The relative simplicity of these approaches belies their potential impact on model architecture and performance. Particularly interesting is how these techniques interface with the broader challenge of multitask learning.

Multitask Learning: A New Paradigm

Traditional approaches to multitask learning have typically forced practitioners into one of two suboptimal paths:

Simultaneous Training
- Requires creation of a comprehensive dataset containing examples for all tasks
- Necessitates careful balancing of task representation
- Often leads to compromise in per-task performance
Sequential Training
- Fine-tunes the model on each task in sequence
- Risks catastrophic forgetting as new tasks overwrite previous learning
- Requires careful orchestration of task order and learning rates

Key Innovation: Model merging introduces a third path - parallel fine-tuning followed by strategic combination.

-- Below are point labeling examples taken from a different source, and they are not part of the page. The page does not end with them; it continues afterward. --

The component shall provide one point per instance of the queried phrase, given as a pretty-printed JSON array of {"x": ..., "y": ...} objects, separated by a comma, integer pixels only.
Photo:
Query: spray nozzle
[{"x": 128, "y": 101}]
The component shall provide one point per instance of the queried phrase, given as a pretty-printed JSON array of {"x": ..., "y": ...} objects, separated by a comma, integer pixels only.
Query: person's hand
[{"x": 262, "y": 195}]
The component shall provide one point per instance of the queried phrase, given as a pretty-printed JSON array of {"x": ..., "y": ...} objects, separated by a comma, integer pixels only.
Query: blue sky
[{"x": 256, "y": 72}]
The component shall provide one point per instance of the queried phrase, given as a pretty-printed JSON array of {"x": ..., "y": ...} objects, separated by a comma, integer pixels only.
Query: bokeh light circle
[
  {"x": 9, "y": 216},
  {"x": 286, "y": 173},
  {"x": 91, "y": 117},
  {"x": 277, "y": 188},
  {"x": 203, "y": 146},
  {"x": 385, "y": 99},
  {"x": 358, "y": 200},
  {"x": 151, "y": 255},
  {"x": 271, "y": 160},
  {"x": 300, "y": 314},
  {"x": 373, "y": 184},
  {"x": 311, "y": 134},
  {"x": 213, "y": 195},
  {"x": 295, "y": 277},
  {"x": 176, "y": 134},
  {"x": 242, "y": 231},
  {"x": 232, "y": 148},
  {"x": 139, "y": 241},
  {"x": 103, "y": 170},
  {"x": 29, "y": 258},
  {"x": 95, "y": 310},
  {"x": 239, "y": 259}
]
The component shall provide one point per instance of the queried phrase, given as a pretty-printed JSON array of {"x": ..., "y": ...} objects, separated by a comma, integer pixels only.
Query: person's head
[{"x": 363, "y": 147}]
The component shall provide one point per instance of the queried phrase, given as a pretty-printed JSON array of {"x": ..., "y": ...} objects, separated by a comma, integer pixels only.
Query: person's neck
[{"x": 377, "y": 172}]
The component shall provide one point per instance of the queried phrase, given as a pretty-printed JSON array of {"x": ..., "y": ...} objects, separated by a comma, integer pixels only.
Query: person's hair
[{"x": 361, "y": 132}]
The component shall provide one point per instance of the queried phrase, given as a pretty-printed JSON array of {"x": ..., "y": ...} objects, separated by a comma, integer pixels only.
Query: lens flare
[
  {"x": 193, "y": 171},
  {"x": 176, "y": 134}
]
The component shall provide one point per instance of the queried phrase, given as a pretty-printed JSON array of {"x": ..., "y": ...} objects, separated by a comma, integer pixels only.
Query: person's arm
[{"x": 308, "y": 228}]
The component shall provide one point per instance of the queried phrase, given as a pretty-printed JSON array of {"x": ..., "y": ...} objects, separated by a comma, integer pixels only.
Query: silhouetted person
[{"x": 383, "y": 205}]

This approach fundamentally alters the landscape of multitask learning optimisation.

The Parallel Processing Advantage

Model merging enables a particularly elegant solution to the multitask learning challenge through parallel processing:

Individual models can be fine-tuned for specific tasks independently
Training can occur in parallel, optimising computational resource usage
Models can be merged post-training, preserving task-specific optimisations

This approach brings several compelling advantages:

Strategic Benefits: - Parallel training efficiency - Independent task optimisation - Flexible deployment options - Reduced risk of inter-task interference

Practical Implications

While the implementation details remain somewhat experimental, the potential applications are significant. Organisations can:

Develop specialised models in parallel
Optimise individual task performance without compromise
Maintain flexibility in deployment architecture
Scale their multitask capabilities more efficiently

Implementation Pathways

The chapter concludes with two distinct development approaches:

Progression Path

Begin with the most economical and fastest model
Validate with a mid-tier model
Push boundaries with the optimal model
Map the price-performance frontier
Select the most appropriate model based on requirements

Distillation Path

Start with a small dataset and the strongest affordable model
Generate additional training data using the fine-tuned model
Train a more cost-effective model using the expanded dataset

Final Observations

The chapter emphasises that while the technical process of fine-tuning isn’t necessarily complex, the surrounding context and implications are highly nuanced. Success requires careful consideration of business priorities, resource availability, and long-term maintenance capabilities. This holistic perspective is crucial for organisations considering fine-tuning as part of their AI strategy.